Sans contexte, vous seriez pardonné de rejeter MODOK comme rien de plus qu’un Poulet robot clone superposé avec le thème Marvel. Après tout, il partage de nombreuses fonctionnalités de base avec la série de croquis de longue date, y compris un penchant pour les films ridicules, l’humour scatologique, quelques membres de la distribution vocale et même le même fournisseur d’animation: Stoopid Buddy Stoodios.

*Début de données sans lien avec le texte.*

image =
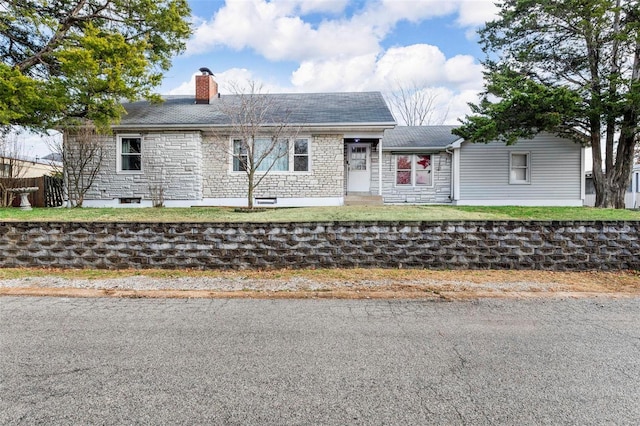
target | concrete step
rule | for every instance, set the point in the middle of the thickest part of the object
(363, 200)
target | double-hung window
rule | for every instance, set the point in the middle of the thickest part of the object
(520, 168)
(301, 155)
(414, 170)
(130, 153)
(269, 155)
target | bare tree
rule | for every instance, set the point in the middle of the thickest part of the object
(81, 150)
(261, 132)
(416, 105)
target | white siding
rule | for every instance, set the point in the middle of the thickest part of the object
(555, 172)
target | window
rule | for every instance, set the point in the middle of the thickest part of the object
(273, 156)
(5, 169)
(519, 168)
(130, 148)
(414, 170)
(301, 155)
(240, 157)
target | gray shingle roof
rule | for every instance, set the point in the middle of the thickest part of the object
(422, 137)
(304, 109)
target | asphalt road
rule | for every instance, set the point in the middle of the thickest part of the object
(142, 361)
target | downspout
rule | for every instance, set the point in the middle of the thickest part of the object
(453, 174)
(582, 174)
(380, 167)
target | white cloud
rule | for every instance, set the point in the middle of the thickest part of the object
(277, 30)
(275, 33)
(340, 74)
(344, 52)
(226, 80)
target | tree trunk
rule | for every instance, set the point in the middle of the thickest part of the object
(250, 191)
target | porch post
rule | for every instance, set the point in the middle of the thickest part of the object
(380, 167)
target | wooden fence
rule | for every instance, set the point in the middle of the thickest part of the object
(49, 193)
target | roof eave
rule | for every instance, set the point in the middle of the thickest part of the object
(337, 127)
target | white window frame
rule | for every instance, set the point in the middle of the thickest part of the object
(290, 154)
(119, 154)
(527, 168)
(413, 159)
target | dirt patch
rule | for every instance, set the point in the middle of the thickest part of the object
(324, 284)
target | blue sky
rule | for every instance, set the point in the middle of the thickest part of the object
(334, 46)
(338, 45)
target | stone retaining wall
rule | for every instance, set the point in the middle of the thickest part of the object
(568, 245)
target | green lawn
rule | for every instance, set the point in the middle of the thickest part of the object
(311, 214)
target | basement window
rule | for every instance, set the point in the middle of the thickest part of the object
(130, 200)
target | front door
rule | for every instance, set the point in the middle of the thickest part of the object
(359, 167)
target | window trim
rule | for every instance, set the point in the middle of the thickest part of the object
(290, 157)
(527, 168)
(119, 169)
(413, 160)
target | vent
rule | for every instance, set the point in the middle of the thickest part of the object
(130, 200)
(266, 201)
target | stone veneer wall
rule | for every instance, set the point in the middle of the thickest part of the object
(170, 160)
(568, 245)
(324, 179)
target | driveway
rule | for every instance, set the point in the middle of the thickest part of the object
(212, 361)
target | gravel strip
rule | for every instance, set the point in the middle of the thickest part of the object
(240, 284)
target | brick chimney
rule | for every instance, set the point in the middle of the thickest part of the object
(206, 86)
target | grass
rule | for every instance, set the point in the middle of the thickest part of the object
(314, 214)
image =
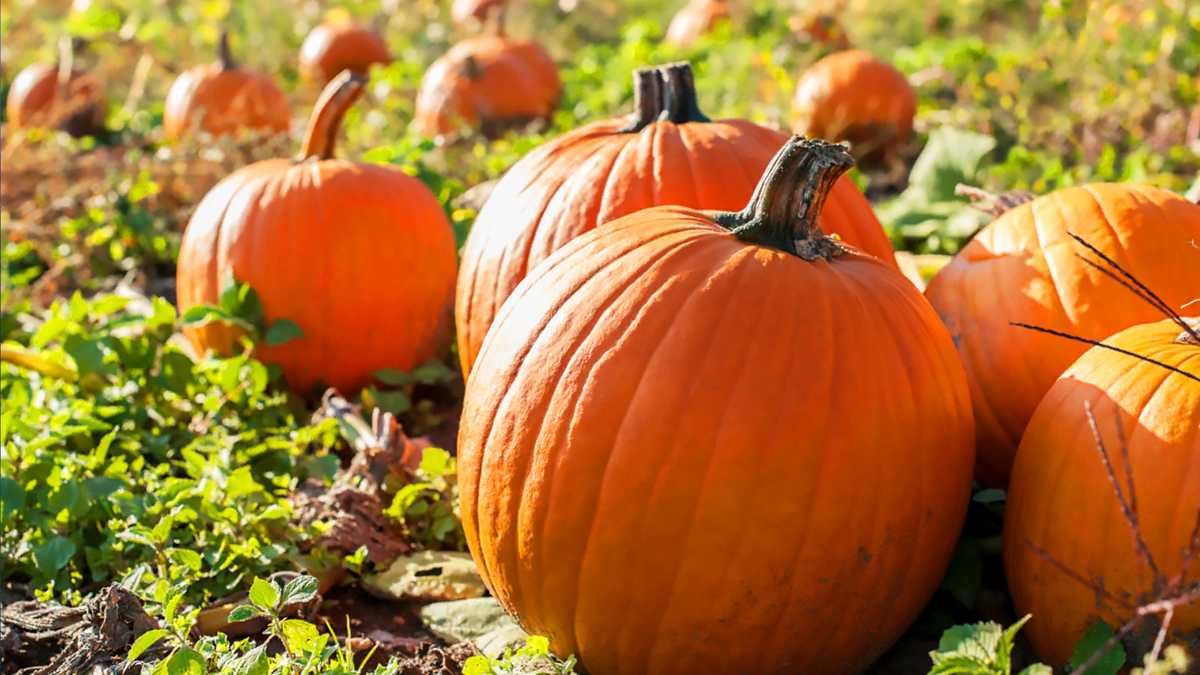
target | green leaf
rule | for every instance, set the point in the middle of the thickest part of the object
(281, 332)
(299, 634)
(300, 590)
(1092, 641)
(243, 613)
(264, 593)
(186, 661)
(54, 554)
(187, 557)
(12, 497)
(144, 641)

Pourtant, alors que leurs extérieurs sont presque indiscernables les uns des autres, lorsque vous grattez sous la surface, vous vous rendrez compte que Poulet robot et MODOK sont des bêtes entièrement différentes. Pour commencer, ce dernier est toujours plus drôle et beaucoup plus sincère, rappelant (à son meilleur) l’âge d’or de Les Simpsons – mais avec une vulgarité supplémentaire. C’est en grande partie grâce à la supervision habile de Communauté l’ancien élève Jordan Blum et son co-créateur / star Patton Oswalt, qui sont soutenus ici par une salle d’écrivains au talent phénoménal.

La prémisse ingénieuse est que nous avons été plongés dans les dernières années de l’univers Marvel (pas tout à fait le MCU, pas tout à fait la continuité 616, mais une fusion des deux). À ce stade de la chronologie, tout est devenu plutôt banal pour les héros et les méchants, avec le titulaire Mobile Organism Designed Only for Killing (Oswalt) supportant le poids de ce malaise. Lorsque nous le rencontrons pour la première fois, il est essentiellement en proie à une crise de la quarantaine, réfléchissant à la façon dont il n’a jamais réussi à réaliser ses rêves d’enfance de domination mondiale.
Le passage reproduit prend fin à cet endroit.